Mestre em Economia (FGV); membro da ANSP (Academia Nacional de Seguros e Previdência); autor do livro “Economia e Seguro – Uma Introdução” (3ª edição); coordenador da Revisão do Dicionário da Funenseg, em 2011; professor do MBA-Seguro e Resseguro (FUNENSEG); sócio da empresa Rating de Seguros Consultoria (www.ratingdeseguros.com.br).

O que é um veículo conectado?

Comentários Econômicos - 12/01/2015

Abaixo, uma análise recente interessante da consultoria McKinsey sobre a tecnologia de informática aplicada aos veículos - "What's driving the connected car".

http://www.mckinsey.com/Insights/Manufacturing/Whats_driving_the_connected_car

Atualmente, um veículo médio tem a potência de 20 microcomputadores, processando 25 gigabytes de informações por hora. No passado, toda essa tecnologia estava associada a somente otimizar o comportamento interno. Agora, mudou a fase, e a tendência é esses veículos começarem a interagir de forma mais intensa com o resto do mundo, utilizando a internet, surgindo então o "connected car".

Uma estimativa inicial é que todo o segmento envolvido com esses mecanismos de conexão esteja faturando ?170 bilhões em 2020!

Mas não será uma mudança fácil! Quem não terá o receio de ver o seu carro invadido (agora também digitalmente)? Ou seja, no futuro, o termo "invadir um carro" ganhará também outro significado.

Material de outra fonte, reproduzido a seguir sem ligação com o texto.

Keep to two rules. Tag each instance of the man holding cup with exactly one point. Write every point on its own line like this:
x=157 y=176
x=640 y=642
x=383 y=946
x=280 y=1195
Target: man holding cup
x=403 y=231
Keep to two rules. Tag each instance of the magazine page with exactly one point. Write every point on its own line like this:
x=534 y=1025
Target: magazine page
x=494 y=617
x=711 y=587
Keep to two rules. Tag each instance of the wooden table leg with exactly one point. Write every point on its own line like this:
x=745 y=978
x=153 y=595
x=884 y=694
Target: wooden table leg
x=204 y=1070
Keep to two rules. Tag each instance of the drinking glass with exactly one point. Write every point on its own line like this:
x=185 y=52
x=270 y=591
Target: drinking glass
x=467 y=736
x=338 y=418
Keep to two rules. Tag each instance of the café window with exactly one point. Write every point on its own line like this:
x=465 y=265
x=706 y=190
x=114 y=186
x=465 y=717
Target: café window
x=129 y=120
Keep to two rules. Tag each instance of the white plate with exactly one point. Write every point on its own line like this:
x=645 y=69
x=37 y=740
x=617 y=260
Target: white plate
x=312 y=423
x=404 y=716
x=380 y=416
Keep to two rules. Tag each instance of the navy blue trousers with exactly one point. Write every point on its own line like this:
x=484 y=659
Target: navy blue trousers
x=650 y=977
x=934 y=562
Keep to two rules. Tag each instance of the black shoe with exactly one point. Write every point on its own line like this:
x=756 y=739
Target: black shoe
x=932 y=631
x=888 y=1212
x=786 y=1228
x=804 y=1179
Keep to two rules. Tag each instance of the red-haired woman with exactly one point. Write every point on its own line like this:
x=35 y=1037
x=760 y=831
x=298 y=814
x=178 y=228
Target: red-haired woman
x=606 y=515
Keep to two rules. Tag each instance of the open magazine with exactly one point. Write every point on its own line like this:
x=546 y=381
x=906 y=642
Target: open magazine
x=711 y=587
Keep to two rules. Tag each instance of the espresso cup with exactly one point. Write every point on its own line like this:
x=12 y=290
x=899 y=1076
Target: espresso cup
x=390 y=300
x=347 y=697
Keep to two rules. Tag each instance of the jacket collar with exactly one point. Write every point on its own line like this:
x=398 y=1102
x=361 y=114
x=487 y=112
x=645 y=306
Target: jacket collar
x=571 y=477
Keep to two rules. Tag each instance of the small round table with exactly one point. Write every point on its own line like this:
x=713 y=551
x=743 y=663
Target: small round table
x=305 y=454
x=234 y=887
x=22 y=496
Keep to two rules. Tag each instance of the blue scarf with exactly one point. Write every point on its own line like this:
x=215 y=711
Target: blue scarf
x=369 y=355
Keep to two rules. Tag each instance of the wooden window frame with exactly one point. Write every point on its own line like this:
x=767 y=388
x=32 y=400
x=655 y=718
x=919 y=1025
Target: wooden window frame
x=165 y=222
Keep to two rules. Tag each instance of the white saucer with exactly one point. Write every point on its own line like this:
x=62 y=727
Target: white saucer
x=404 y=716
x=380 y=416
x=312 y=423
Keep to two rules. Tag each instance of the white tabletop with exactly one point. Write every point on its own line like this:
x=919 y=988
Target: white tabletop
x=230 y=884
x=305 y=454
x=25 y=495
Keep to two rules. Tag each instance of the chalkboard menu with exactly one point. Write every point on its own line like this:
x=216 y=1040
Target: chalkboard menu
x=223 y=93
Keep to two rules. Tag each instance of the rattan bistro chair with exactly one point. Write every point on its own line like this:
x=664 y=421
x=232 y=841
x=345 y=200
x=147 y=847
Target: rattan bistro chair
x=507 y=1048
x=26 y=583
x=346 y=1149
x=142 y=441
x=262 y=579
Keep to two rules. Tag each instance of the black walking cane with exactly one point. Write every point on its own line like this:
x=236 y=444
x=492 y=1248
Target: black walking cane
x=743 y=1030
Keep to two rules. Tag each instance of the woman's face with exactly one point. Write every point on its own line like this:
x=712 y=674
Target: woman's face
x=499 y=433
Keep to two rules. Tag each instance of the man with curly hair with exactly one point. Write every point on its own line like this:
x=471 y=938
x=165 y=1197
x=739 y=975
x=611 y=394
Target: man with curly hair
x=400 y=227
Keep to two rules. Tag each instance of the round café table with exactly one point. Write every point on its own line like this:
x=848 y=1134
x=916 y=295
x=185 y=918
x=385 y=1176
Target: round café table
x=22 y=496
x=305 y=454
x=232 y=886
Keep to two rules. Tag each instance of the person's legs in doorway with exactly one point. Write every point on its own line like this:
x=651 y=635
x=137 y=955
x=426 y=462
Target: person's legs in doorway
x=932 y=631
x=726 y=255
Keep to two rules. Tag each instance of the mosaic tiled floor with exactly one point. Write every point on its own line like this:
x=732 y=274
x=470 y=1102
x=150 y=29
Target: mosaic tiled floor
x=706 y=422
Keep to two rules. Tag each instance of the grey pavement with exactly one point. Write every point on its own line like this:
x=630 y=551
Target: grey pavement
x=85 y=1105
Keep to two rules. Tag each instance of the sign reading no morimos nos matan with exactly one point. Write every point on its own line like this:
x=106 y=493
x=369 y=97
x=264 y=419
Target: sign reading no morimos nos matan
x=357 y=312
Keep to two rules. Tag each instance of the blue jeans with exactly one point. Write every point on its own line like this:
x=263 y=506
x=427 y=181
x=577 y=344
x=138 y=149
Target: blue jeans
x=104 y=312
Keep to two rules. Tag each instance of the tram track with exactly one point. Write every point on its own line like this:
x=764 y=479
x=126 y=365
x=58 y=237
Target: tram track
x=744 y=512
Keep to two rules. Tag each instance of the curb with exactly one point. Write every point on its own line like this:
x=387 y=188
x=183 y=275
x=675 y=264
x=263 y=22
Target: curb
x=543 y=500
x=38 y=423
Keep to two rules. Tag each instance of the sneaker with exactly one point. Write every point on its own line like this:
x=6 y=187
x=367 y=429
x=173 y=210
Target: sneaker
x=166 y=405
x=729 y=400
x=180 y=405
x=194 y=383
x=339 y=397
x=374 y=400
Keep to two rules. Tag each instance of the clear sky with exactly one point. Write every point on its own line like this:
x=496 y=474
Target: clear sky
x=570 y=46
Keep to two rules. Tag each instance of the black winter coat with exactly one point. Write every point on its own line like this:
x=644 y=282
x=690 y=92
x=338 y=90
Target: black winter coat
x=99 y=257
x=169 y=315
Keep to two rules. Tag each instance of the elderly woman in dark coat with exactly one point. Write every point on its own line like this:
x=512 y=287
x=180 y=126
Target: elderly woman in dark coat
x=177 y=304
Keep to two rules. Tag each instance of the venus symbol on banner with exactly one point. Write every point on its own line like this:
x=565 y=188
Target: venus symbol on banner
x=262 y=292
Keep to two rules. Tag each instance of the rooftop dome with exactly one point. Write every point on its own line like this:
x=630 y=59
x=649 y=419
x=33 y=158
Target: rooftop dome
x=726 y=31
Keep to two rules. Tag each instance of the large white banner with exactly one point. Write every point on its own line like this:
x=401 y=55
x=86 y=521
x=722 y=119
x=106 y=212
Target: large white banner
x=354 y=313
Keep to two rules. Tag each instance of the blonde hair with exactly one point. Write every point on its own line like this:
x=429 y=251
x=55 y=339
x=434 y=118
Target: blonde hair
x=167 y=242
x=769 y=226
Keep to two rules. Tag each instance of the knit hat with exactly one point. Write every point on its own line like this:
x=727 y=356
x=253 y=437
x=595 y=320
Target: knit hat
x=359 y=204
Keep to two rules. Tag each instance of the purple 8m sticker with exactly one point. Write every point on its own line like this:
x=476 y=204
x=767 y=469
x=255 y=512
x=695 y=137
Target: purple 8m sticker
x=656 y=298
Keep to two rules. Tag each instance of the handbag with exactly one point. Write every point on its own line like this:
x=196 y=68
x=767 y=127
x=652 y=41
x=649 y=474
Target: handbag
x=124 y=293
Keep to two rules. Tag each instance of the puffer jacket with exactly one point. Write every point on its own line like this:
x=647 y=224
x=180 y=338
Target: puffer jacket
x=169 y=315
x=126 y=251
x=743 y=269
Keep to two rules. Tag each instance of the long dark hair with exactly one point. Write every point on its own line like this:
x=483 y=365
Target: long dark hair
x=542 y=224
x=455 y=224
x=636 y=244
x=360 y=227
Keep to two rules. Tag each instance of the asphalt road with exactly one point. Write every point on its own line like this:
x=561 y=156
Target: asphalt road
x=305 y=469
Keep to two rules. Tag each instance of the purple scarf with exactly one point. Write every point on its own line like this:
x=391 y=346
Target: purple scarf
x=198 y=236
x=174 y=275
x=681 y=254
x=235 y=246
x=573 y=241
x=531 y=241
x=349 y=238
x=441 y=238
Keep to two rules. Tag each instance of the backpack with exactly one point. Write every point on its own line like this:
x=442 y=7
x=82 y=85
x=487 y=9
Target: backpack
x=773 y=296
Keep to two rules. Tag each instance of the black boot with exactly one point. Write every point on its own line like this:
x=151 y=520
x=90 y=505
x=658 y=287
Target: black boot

Abaixo, gráfico que revela o grau dessa preocupação. Por exemplo, em pesquisa realizada, e tendo um "veículo conectado", 59% dos motoristas brasileiros têm receio que alguém consiga entrar no sistema desses veículos (se for o caso, bloqueando os freios).

Essa é uma realidade que, cedo ou tarde, o mercado de seguros terá que enfrentar.